Samsung’s smart move
Since mobile applications in the enterprise have taken off, the lines between tech and devices for specific domains continue to blur. “We’re just looking at new applications, new experiences that cross boundaries,” Lopez said.
The easy low-click user interfaces that are the hallmark of popular consumer devices are now in demand even in the enterprise. “It’s got to be a good consumer device to be used by anyone,” Lopez said.

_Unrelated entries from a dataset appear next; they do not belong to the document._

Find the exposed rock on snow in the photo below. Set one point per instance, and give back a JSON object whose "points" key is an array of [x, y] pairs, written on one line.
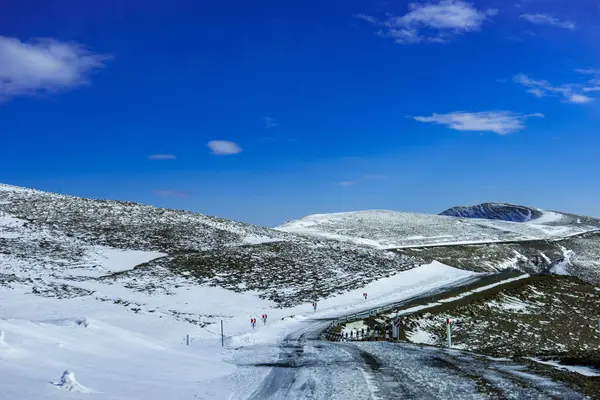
{"points": [[69, 383], [390, 229], [499, 211]]}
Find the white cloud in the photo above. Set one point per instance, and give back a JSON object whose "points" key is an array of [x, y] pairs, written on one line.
{"points": [[595, 80], [592, 89], [45, 65], [162, 157], [374, 177], [346, 183], [224, 147], [432, 22], [269, 122], [545, 19], [578, 99], [588, 71], [500, 122], [171, 193], [367, 18], [571, 93]]}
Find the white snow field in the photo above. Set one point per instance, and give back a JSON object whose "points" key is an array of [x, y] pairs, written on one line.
{"points": [[391, 229], [119, 354]]}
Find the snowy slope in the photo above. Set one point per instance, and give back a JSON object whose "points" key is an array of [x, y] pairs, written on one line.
{"points": [[391, 229], [59, 242], [123, 344], [498, 211]]}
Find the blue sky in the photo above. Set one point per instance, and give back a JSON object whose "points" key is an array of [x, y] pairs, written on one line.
{"points": [[269, 111]]}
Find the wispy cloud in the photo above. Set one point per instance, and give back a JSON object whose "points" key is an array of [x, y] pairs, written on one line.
{"points": [[223, 147], [44, 65], [546, 19], [346, 183], [500, 122], [571, 93], [373, 176], [595, 77], [162, 157], [588, 71], [432, 22], [579, 99], [269, 122], [171, 193]]}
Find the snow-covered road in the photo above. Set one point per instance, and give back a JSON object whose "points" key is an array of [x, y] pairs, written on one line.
{"points": [[303, 366], [307, 367]]}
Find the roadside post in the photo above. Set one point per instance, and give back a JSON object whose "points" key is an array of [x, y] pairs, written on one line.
{"points": [[448, 332], [396, 328], [222, 336]]}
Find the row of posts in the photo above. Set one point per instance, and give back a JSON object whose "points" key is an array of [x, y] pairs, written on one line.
{"points": [[368, 334]]}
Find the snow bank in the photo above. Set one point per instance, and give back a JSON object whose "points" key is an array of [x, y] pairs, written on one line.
{"points": [[580, 369], [70, 384]]}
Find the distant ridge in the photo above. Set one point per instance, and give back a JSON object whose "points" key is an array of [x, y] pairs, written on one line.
{"points": [[496, 211]]}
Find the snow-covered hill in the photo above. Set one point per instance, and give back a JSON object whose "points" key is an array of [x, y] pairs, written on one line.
{"points": [[517, 213], [499, 211], [108, 290], [60, 242], [391, 229]]}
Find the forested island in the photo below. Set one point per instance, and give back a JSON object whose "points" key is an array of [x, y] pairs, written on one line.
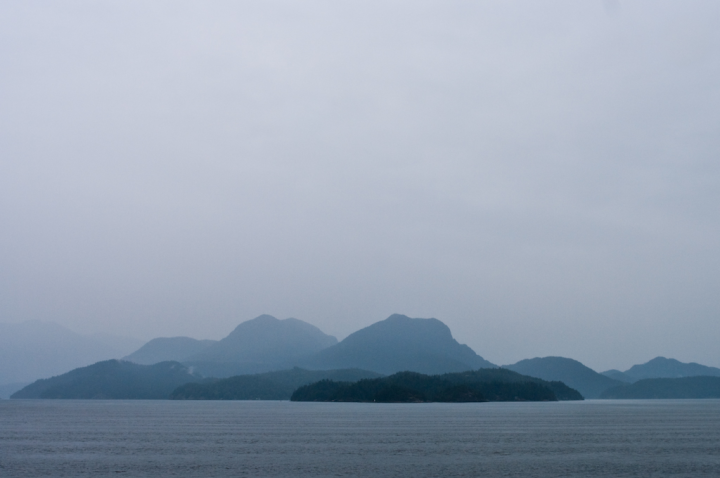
{"points": [[497, 385]]}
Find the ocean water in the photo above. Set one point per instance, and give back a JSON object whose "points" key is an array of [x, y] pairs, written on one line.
{"points": [[594, 438]]}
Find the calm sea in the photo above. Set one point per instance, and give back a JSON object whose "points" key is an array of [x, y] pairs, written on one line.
{"points": [[283, 439]]}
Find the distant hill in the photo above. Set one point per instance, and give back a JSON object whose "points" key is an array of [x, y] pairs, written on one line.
{"points": [[32, 350], [661, 367], [263, 343], [477, 386], [685, 387], [571, 372], [617, 375], [400, 343], [112, 379], [277, 385], [165, 349]]}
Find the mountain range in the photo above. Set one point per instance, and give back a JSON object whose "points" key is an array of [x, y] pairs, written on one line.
{"points": [[661, 367], [34, 349], [571, 372], [265, 344]]}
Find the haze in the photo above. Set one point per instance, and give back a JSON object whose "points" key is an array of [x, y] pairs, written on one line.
{"points": [[543, 177]]}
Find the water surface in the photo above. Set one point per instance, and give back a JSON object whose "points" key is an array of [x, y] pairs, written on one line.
{"points": [[615, 438]]}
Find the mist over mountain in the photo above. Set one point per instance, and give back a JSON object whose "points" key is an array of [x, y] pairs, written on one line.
{"points": [[165, 349], [661, 367], [697, 387], [33, 349], [112, 379], [617, 375], [397, 344], [571, 372], [266, 340]]}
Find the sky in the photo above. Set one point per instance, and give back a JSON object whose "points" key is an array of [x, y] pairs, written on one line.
{"points": [[543, 177]]}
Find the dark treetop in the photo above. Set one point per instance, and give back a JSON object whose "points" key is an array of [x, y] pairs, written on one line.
{"points": [[477, 386]]}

In fact, there is room for simplification even in that No. 1 consumer technology device, the smartphone. Smartphone owners use about 10 percent of their device’s functionality, according to Lopez. Today’s developers need to focus heavily on simplifying and cutting down steps necessary to perform tasks — on smartphones, on enterprise applications, on “internet of things” devices and so on, she added.
“I think the role of the app developer is changing to be more encompassing,” Lopez said, adding that the current developer obsessions are artificial intelligence and machine learning and how they can make apps and interfaces easier for users.
“What we think about is creating better application experiences that can know you, that can respond to you,” she said. This is the end game of big data analytics, in her view. “Big data is now machine learning and AI, which is the natural evolution of it.”
Samsung Electronics America Inc.’s presentations at the conference indicate that the company is thinking about cross-compatibility of tech, Lopez pointed out. “They’re trying to make moves that can work across the board now,” she said. For instance, it is attempting to make cloud compatible with both consumer and enterprise uses. And the company’s smart devices for the home are cloud-connected with a focus on ease-of-use.
“They actually are taking an approach of ‘We’ve got a cloud for things, and we know what these things are,'” Lopez said.
Samsung’s message to developers at the conference has been “cryptic” thus far, according to Maribel. The company will need to make plain what kinds of things developers can expect to build with the company’s technology, she concluded.